三回目。迷路の入り口に立った彼女は、一歩も動けなかった。胸の奥から込み上げるものが喉を塞ぎ、視界が滲んだ。
(……悔しい)
(ナオは、異世界から突然来たのに、もう一人であんなふうに戦ってる)
(私は、この世界で生まれ育ったのに……)
瓦礫の影で、拳を握った。
そのとき、腰のポーチから何かが落ちかけた。ナオから借りた、使い古された小さな巻物だった。
端をそっと広げると、墨で綴られた一文が目に入る。
《無音とは、耳を殺すにあらず。己が心の揺らぎを、沈めること。》
それは技術の教えであると同時に、精神への戒めのようにも読めた。
(心の揺らぎ……)
ミュアは、そっと目を閉じた。
深く、静かに、呼吸する。胸に宿った焦りや悔しさを、吐息と共にゆっくりと手放していく。

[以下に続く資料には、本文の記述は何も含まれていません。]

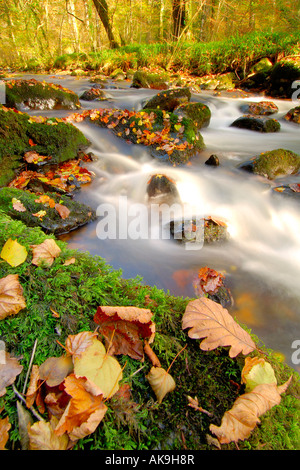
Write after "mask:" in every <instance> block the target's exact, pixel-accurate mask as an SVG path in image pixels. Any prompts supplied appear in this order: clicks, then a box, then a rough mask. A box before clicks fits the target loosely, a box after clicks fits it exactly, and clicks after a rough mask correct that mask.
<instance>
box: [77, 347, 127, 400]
mask: <svg viewBox="0 0 300 470" xmlns="http://www.w3.org/2000/svg"><path fill="white" fill-rule="evenodd" d="M73 363H74V373H75V374H76V376H78V377H86V378H87V379H89V380H90V381H91V382H93V383H94V384H96V385H97V386H98V387H99V388H100V389H101V390H102V393H103V396H104V397H105V398H107V397H111V396H113V395H114V394H115V393H116V392H117V391H118V390H119V381H120V380H121V379H122V376H123V374H122V369H121V366H120V364H119V363H118V361H117V360H116V359H115V358H114V357H112V356H109V355H108V354H107V353H106V350H105V347H104V346H103V344H102V343H101V342H100V341H99V340H98V339H96V338H93V340H92V345H91V346H88V347H87V348H86V349H85V351H83V352H82V354H81V355H80V356H79V357H78V356H75V357H73Z"/></svg>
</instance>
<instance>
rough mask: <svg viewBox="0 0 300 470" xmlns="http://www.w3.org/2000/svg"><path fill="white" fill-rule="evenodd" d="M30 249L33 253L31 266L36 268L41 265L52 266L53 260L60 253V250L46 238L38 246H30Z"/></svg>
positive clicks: (58, 254)
mask: <svg viewBox="0 0 300 470" xmlns="http://www.w3.org/2000/svg"><path fill="white" fill-rule="evenodd" d="M30 248H32V251H33V258H32V264H35V265H36V266H40V265H41V264H45V265H46V266H49V267H50V266H52V264H53V261H54V259H55V258H57V257H58V256H59V255H60V253H61V249H60V248H59V246H58V245H57V244H56V242H55V240H53V239H52V238H47V239H46V240H45V241H44V242H43V243H41V244H40V245H30Z"/></svg>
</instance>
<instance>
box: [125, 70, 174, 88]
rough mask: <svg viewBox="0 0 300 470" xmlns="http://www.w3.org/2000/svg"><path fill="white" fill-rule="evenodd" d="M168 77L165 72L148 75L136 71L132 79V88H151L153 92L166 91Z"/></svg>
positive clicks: (167, 85) (168, 76)
mask: <svg viewBox="0 0 300 470" xmlns="http://www.w3.org/2000/svg"><path fill="white" fill-rule="evenodd" d="M168 81H169V75H168V74H167V73H166V72H162V73H161V74H158V73H150V72H146V71H144V70H137V71H136V72H135V73H134V75H133V79H132V84H131V87H132V88H152V89H155V90H167V89H168Z"/></svg>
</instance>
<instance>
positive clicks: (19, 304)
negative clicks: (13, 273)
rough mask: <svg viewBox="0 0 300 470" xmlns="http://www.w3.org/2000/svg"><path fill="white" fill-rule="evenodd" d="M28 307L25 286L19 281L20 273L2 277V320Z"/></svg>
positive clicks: (1, 306) (1, 305) (1, 286)
mask: <svg viewBox="0 0 300 470" xmlns="http://www.w3.org/2000/svg"><path fill="white" fill-rule="evenodd" d="M25 307H26V301H25V298H24V297H23V288H22V286H21V284H20V283H19V275H18V274H9V275H8V276H6V277H3V278H2V279H0V320H3V318H5V317H7V316H9V315H16V314H17V313H18V312H19V311H20V310H22V309H23V308H25Z"/></svg>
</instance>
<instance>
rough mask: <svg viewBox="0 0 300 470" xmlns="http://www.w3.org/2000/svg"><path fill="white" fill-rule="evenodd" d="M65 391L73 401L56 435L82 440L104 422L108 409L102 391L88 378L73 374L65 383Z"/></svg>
mask: <svg viewBox="0 0 300 470" xmlns="http://www.w3.org/2000/svg"><path fill="white" fill-rule="evenodd" d="M64 385H65V391H66V393H68V394H69V395H70V396H71V400H70V402H69V404H68V406H67V408H66V410H65V412H64V414H63V416H62V417H61V419H60V420H59V422H58V424H57V426H56V429H55V433H56V435H57V436H62V435H63V434H64V433H68V435H69V437H70V439H72V440H76V439H81V438H83V437H85V436H87V435H89V434H91V433H93V432H94V431H95V429H96V428H97V426H98V425H99V423H100V422H101V421H102V419H103V417H104V415H105V413H106V411H107V407H106V406H105V405H104V403H103V394H102V391H101V390H100V389H99V387H97V385H95V384H94V383H93V382H91V381H90V380H88V379H87V378H86V377H76V375H74V374H71V375H69V376H68V377H66V379H65V381H64Z"/></svg>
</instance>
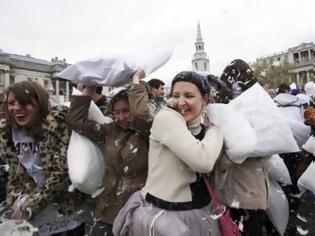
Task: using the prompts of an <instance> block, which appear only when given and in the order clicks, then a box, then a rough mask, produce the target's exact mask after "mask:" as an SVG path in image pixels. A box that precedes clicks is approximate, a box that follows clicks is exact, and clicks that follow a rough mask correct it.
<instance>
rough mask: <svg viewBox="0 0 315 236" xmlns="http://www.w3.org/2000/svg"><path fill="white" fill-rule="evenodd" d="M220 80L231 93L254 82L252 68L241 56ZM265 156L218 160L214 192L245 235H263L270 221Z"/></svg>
mask: <svg viewBox="0 0 315 236" xmlns="http://www.w3.org/2000/svg"><path fill="white" fill-rule="evenodd" d="M220 80H221V81H223V82H224V83H225V84H226V85H227V87H229V88H230V89H231V90H232V95H233V97H236V96H238V95H240V94H241V93H242V92H244V91H246V90H247V89H249V88H250V87H251V86H252V85H254V84H255V83H256V82H257V79H256V77H255V76H254V73H253V70H252V69H251V68H250V67H249V65H248V64H247V63H246V62H245V61H243V60H241V59H236V60H233V61H232V62H231V63H230V64H228V65H227V66H226V67H225V69H224V71H223V73H222V75H221V77H220ZM266 158H269V157H256V158H253V157H250V158H247V159H246V160H245V161H244V162H243V163H241V164H237V163H234V162H232V161H231V160H230V159H229V158H228V156H227V155H222V158H220V160H219V162H218V163H219V165H218V166H217V167H219V168H218V169H217V170H216V175H215V184H217V183H220V184H217V185H216V191H217V194H218V196H219V197H220V199H221V201H222V202H223V203H225V204H226V205H227V206H229V207H231V208H230V210H231V217H232V218H233V220H234V221H235V222H237V223H240V224H242V225H243V234H244V235H257V236H259V235H263V234H264V233H263V228H264V227H265V225H266V224H268V225H269V221H268V218H267V215H266V213H265V210H266V208H267V207H268V198H269V190H270V187H269V179H268V174H267V170H266V169H265V168H264V164H263V161H264V160H265V159H266ZM268 230H269V229H268ZM270 230H272V229H270Z"/></svg>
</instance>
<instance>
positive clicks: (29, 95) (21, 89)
mask: <svg viewBox="0 0 315 236" xmlns="http://www.w3.org/2000/svg"><path fill="white" fill-rule="evenodd" d="M9 93H13V94H14V96H15V99H16V101H18V102H19V104H20V105H21V106H26V105H28V104H32V105H33V106H34V107H37V108H38V115H37V120H36V121H35V122H34V123H35V126H36V125H41V124H42V122H43V121H44V119H45V118H46V116H47V115H48V113H49V95H48V92H47V91H46V90H45V89H44V88H43V87H42V86H41V85H40V84H39V83H37V82H33V81H22V82H18V83H15V84H12V85H10V86H9V87H8V88H7V89H6V91H5V95H6V98H5V103H4V104H3V105H4V107H3V109H4V111H5V113H6V116H7V119H8V121H9V122H12V121H11V119H10V117H9V114H8V97H9Z"/></svg>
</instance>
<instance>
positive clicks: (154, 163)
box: [142, 107, 223, 202]
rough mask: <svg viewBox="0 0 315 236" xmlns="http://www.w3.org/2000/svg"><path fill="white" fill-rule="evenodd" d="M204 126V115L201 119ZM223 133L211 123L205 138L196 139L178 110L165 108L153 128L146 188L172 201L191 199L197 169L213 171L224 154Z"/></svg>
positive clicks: (150, 145) (169, 200) (161, 113)
mask: <svg viewBox="0 0 315 236" xmlns="http://www.w3.org/2000/svg"><path fill="white" fill-rule="evenodd" d="M196 122H197V125H198V127H200V119H198V120H197V121H196ZM222 144H223V136H222V134H221V133H220V132H219V131H218V129H217V128H216V127H214V126H213V127H211V128H210V129H209V130H208V131H207V132H206V134H205V137H204V138H203V140H202V141H199V140H196V138H195V137H194V136H193V135H192V132H191V130H189V129H188V127H187V124H186V122H185V120H184V118H183V117H182V115H180V114H179V113H178V112H176V111H174V110H173V109H171V108H168V107H166V108H164V109H162V110H161V111H160V112H159V113H158V114H157V115H156V116H155V119H154V122H153V125H152V128H151V135H150V151H149V172H148V179H147V182H146V184H145V186H144V187H143V189H142V195H143V196H144V197H145V196H146V194H147V193H150V194H151V195H153V196H155V197H158V198H160V199H162V200H164V201H168V202H190V201H192V192H191V189H190V184H191V183H193V182H195V181H196V172H201V173H206V172H210V171H211V170H212V168H213V166H214V163H215V162H216V160H217V158H218V157H219V155H220V152H221V148H222Z"/></svg>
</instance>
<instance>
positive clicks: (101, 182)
mask: <svg viewBox="0 0 315 236" xmlns="http://www.w3.org/2000/svg"><path fill="white" fill-rule="evenodd" d="M72 94H73V95H80V94H81V92H80V91H78V90H77V89H75V88H74V89H73V93H72ZM88 119H90V120H94V121H96V122H98V123H100V124H104V123H110V122H112V119H110V118H109V117H106V116H104V115H103V113H102V112H101V111H100V109H99V108H98V107H97V106H96V104H95V103H94V102H93V101H91V104H90V107H89V115H88ZM67 163H68V171H69V177H70V180H71V182H72V185H71V186H70V190H71V189H73V188H77V189H78V190H80V191H81V192H84V193H86V194H91V195H92V197H95V196H97V195H98V194H100V193H101V192H102V190H103V189H104V188H103V176H104V174H105V164H106V163H105V162H104V156H103V153H102V151H101V149H100V147H99V146H98V145H97V144H95V143H93V142H92V141H91V140H89V139H87V138H86V137H84V136H82V135H80V134H78V133H77V132H75V131H72V134H71V138H70V143H69V147H68V153H67Z"/></svg>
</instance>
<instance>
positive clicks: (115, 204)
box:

耳が研ぎ澄まされていく。風の流れが、空気の動きが、聞こえる。身体の芯が静かになっていくのが分かる。
──四回目。
彼女の足取りは、まるで空気を踏むように静かだった。
呼吸は浅く、だが確実に体を巡る。肩の力は抜け、尻尾も低く自然に揺れる。岩の隙間にできた影に身を重ねながら、迷路の中を進んでいく。
ひとつめの石。ひっそりと水たまりの奥に輝いていた。
罠は仕掛けられていたが、床のわずかな傾きと風の流れから、ミュアは“異物”の存在を察知した。
(ここ、回り道できる……)
身体を横に滑らせる。罠を踏まずに通り抜け、次の角へ。
ふたつ目の石。高い棚状の岩の上。飛びつくのではなく、自然なステップで登りきり、無音のまま掌に納めた。

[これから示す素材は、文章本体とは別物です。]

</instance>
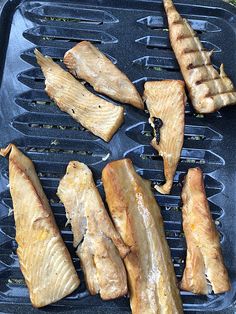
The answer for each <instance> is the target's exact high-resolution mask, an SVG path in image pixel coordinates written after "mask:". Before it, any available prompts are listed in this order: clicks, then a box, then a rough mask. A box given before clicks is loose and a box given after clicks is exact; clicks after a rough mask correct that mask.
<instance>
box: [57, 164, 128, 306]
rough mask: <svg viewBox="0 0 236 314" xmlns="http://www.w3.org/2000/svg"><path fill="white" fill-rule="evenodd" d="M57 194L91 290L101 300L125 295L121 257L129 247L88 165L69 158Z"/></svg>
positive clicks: (77, 252) (122, 255)
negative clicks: (72, 160)
mask: <svg viewBox="0 0 236 314" xmlns="http://www.w3.org/2000/svg"><path fill="white" fill-rule="evenodd" d="M57 194H58V196H59V198H60V199H61V201H62V202H63V203H64V205H65V209H66V214H67V217H68V219H69V221H70V223H71V226H72V232H73V235H74V246H75V247H76V248H77V247H78V248H77V251H76V253H77V255H78V256H79V258H80V261H81V264H82V268H83V271H84V273H85V280H86V284H87V287H88V289H89V291H90V292H91V294H96V293H100V295H101V298H102V299H104V300H109V299H114V298H118V297H120V296H123V295H125V294H126V293H127V278H126V271H125V267H124V264H123V261H122V258H124V257H125V256H126V255H127V254H128V252H129V249H128V247H126V246H125V244H124V243H123V241H122V239H121V237H120V235H119V234H118V233H117V231H116V230H115V228H114V226H113V224H112V222H111V220H110V218H109V216H108V213H107V211H106V209H105V207H104V204H103V202H102V199H101V197H100V194H99V192H98V190H97V188H96V186H95V184H94V181H93V177H92V172H91V171H90V169H89V168H88V167H87V166H86V165H85V164H83V163H80V162H77V161H71V162H70V163H69V165H68V167H67V170H66V175H65V176H64V177H63V179H62V180H61V182H60V184H59V187H58V192H57ZM120 256H121V257H122V258H121V257H120Z"/></svg>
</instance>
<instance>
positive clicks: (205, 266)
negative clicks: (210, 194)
mask: <svg viewBox="0 0 236 314" xmlns="http://www.w3.org/2000/svg"><path fill="white" fill-rule="evenodd" d="M182 201H183V208H182V214H183V230H184V234H185V238H186V242H187V257H186V267H185V270H184V274H183V278H182V282H181V289H183V290H187V291H191V292H193V293H197V294H208V293H210V292H211V290H213V292H214V293H223V292H226V291H229V290H230V287H231V285H230V280H229V276H228V272H227V270H226V268H225V265H224V261H223V256H222V253H221V247H220V240H219V235H218V232H217V230H216V226H215V223H214V221H213V220H212V216H211V212H210V208H209V204H208V201H207V197H206V192H205V188H204V181H203V174H202V171H201V169H200V168H190V169H189V170H188V173H187V175H186V178H185V183H184V187H183V191H182Z"/></svg>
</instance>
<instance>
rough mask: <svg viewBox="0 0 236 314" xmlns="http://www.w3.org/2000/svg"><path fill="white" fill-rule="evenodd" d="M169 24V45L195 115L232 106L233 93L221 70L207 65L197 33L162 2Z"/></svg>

最後の石――三つ目を見つけたとき、彼女の顔に浮かんでいたのは恐怖ではなく、静かな決意だった。
──五分以内、成功。
戻ってきた彼女の姿を見て、ナオは目を細め、言葉を噛みしめるように言った。
「……もう、立派な“忍猫”だな」
「……うるさい」
小さく吐き捨てながらも、ミュアの頬はほんのりと赤くなっていた。
目には光が宿っていた。
それは自信と、手に入れた“覚悟”の光。
彼女はもう、“守られるだけの存在”ではなかった。
■結果:ミュアの新スキル習得
・《気配抑制・初級》:敵の索敵範囲を30%減少させる
・《軽足》:罠感知力と回避力が微上昇
→後に《罠誘導》《忍走》へと進化可能
ナオは静かに微笑んだ。
(もう、“守る”だけじゃないな)
彼のなかでも、ひとつの境界が音もなく越えられていた。
ミュアが努力し、自分で戦う力を手に入れた今、「守る」ではなく「信じて任せる」ことができる。
「なあ、ミュア」
「なに?」
「……今日の君、すごくカッコよかった」
ミュアは一瞬呆けたように目を見開き、それからぷいと顔を背けた。
「……ありがと。でも、まだまだ。もっと強くなりたいから」
その声は、確かだった。
この夜、ミュアは覚醒した。
自らの弱さと向き合い、乗り越えるという“初めての一歩”を、自分の力で踏み出したのだ。